FasterXML / jackson-dataformat-xml

Extension for Jackson JSON processor that adds support for serializing POJOs as XML (and deserializing from XML) as an alternative to JSON
Apache License 2.0
561 stars 221 forks source link

Conflicting Getter Definitions for Different List Properties with Same Element as Content (dup of #27) #656

Closed evoelise closed 4 weeks ago

evoelise commented 1 month ago

Apologies for the severe redaction in code examples & reported errors.

I am getting the following exception with Jackson v2.13.4:

org.springframework.http.converter.HttpMessageConversionException: Type definition error: [simple type, class com.xxxx.Message];
nested exception is com.fasterxml.jackson.databind.exc.InvalidDefinitionException: Conflicting getter definitions for property "Client": com.xxxx.Message#getSentByClients()
vs com.xxxx.Message#getReceivedByClients() (through reference chain: java.util.ArrayList[0])
            at org.springframework.http.converter.json.AbstractJackson2HttpMessageConverter.writeInternal(AbstractJackson2HttpMessageConverter.java:462)
            at org.springframework.http.converter.AbstractGenericHttpMessageConverter.write(AbstractGenericHttpMessageConverter.java:104)

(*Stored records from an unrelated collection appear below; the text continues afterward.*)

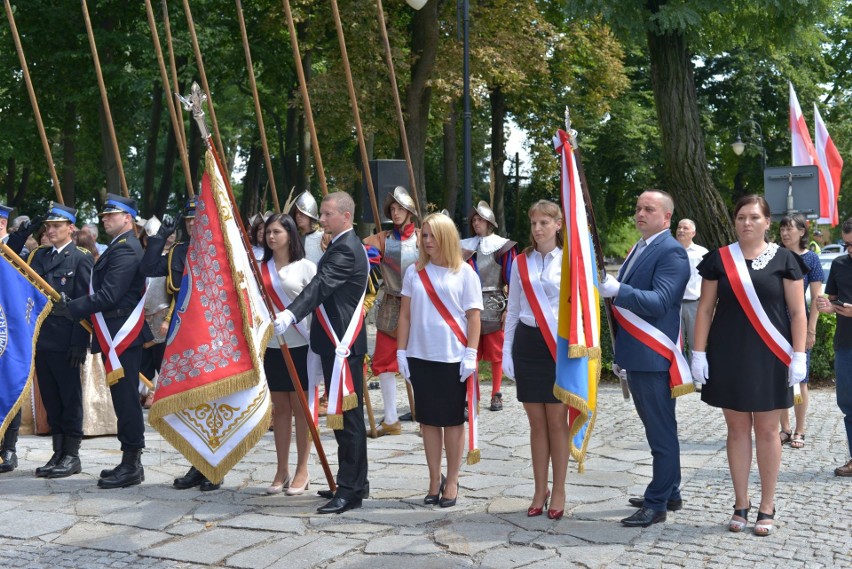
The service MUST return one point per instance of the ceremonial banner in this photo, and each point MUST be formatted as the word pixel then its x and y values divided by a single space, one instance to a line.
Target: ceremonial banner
pixel 212 402
pixel 24 305
pixel 578 352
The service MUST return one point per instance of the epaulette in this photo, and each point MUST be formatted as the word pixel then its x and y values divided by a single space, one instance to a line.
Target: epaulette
pixel 32 254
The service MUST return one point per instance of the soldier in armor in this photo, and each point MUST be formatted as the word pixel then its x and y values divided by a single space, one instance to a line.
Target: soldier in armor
pixel 306 214
pixel 492 257
pixel 397 248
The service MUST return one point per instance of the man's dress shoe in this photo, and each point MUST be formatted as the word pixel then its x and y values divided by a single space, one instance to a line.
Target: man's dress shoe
pixel 671 505
pixel 643 518
pixel 338 505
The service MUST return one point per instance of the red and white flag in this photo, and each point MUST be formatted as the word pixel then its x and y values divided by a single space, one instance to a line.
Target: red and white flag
pixel 804 153
pixel 831 164
pixel 212 402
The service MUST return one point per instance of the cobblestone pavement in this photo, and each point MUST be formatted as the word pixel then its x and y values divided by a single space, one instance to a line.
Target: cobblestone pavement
pixel 70 523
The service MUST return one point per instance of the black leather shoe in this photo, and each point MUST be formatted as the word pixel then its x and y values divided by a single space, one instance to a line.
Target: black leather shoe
pixel 643 518
pixel 338 505
pixel 671 505
pixel 207 486
pixel 191 479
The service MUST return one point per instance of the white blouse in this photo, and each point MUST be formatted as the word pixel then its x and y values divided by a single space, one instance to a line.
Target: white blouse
pixel 549 269
pixel 295 277
pixel 430 337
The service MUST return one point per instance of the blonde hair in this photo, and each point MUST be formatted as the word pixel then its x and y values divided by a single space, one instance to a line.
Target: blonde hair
pixel 446 234
pixel 550 209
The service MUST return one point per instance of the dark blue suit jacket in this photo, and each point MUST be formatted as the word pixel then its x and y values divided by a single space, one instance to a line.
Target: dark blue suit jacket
pixel 653 290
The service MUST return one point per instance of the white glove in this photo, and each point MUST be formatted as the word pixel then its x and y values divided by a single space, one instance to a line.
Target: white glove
pixel 508 366
pixel 798 368
pixel 468 365
pixel 402 364
pixel 609 287
pixel 700 368
pixel 283 321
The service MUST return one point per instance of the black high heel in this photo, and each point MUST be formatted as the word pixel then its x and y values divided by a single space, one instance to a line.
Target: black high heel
pixel 432 499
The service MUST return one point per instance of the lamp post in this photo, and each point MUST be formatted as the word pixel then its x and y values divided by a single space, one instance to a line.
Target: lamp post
pixel 753 136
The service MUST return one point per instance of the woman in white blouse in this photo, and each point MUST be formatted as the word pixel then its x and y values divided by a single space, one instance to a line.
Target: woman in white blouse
pixel 527 358
pixel 286 272
pixel 431 354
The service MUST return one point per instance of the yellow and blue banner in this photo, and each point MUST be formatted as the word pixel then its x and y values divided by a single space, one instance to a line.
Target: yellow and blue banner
pixel 578 351
pixel 24 304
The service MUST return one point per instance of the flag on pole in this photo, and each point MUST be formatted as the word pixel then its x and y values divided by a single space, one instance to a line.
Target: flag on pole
pixel 212 402
pixel 831 165
pixel 804 153
pixel 24 305
pixel 578 352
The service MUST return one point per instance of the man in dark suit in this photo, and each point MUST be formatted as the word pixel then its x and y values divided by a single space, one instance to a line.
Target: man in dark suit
pixel 118 288
pixel 339 287
pixel 651 284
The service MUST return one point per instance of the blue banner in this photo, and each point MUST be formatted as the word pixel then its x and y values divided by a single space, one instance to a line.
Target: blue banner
pixel 23 307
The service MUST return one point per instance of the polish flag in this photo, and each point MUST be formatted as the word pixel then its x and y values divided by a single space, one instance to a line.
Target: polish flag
pixel 830 164
pixel 804 153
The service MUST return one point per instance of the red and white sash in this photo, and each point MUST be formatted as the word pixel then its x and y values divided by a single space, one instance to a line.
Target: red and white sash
pixel 341 390
pixel 680 377
pixel 114 347
pixel 281 300
pixel 736 270
pixel 472 384
pixel 539 304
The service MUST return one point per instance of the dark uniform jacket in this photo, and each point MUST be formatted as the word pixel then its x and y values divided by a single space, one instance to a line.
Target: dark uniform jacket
pixel 118 286
pixel 68 272
pixel 338 285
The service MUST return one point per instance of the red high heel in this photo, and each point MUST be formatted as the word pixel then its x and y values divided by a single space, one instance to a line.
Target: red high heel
pixel 533 511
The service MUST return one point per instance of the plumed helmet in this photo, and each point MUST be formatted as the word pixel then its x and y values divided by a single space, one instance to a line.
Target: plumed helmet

It should be possible to have XML that contains different named list elements that contain the same named list items, for example:

<Message>

  <sent_by_clients>
    <client>client_1</client>
    <client>client_2</client>
    <client>client_3</client>
  </sent_by_clients>

  <received_by_clients>
    <client>client_4</client>
    <client>client_5</client>
    <client>client_6</client>
  </received_by_clients>

</Message>

To this end I have set up something similar to the following Java code:

@XmlRootElement(name="Message")
@JsonInclude(Include.NON_NULL)
public class Message {

            private List<Client> sentByClients;
            private List<Client> receivedByClients;

            @JacksonXmlElementWrapper(localName = "sent_by_clients")      
            @JacksonXmlProperty(localName = "client")    
            @JsonProperty("sent_by_clients")
            public List<Client> getSentByClients() {
                        return sentByClients;
            }

            public void setSentByClients(List<WebClient> aSentByClients) {
                        sentByClients = aSentByClients;
            }

            @JacksonXmlElementWrapper(localName = "received_by_clients")
            @JacksonXmlProperty(localName = "client")    
            @JsonProperty("received_by_clients")
            public List<Client> getReceivedByClients() {
                        return receivedByClients;
            }

            public void setReceivedByClients(List<WebClient> aReceivedByClients) {
                        receivedByClients = aReceivedByClients;
            }
}

I believe this should work - but if we do this we get an error stating the there are conflicting getter definitions even though the getters are for different list properties. Should the libraries realise that even though the same named JacksonXmlProperty are used these are part of different elements due to the different named JacksonXmlElementWrappers?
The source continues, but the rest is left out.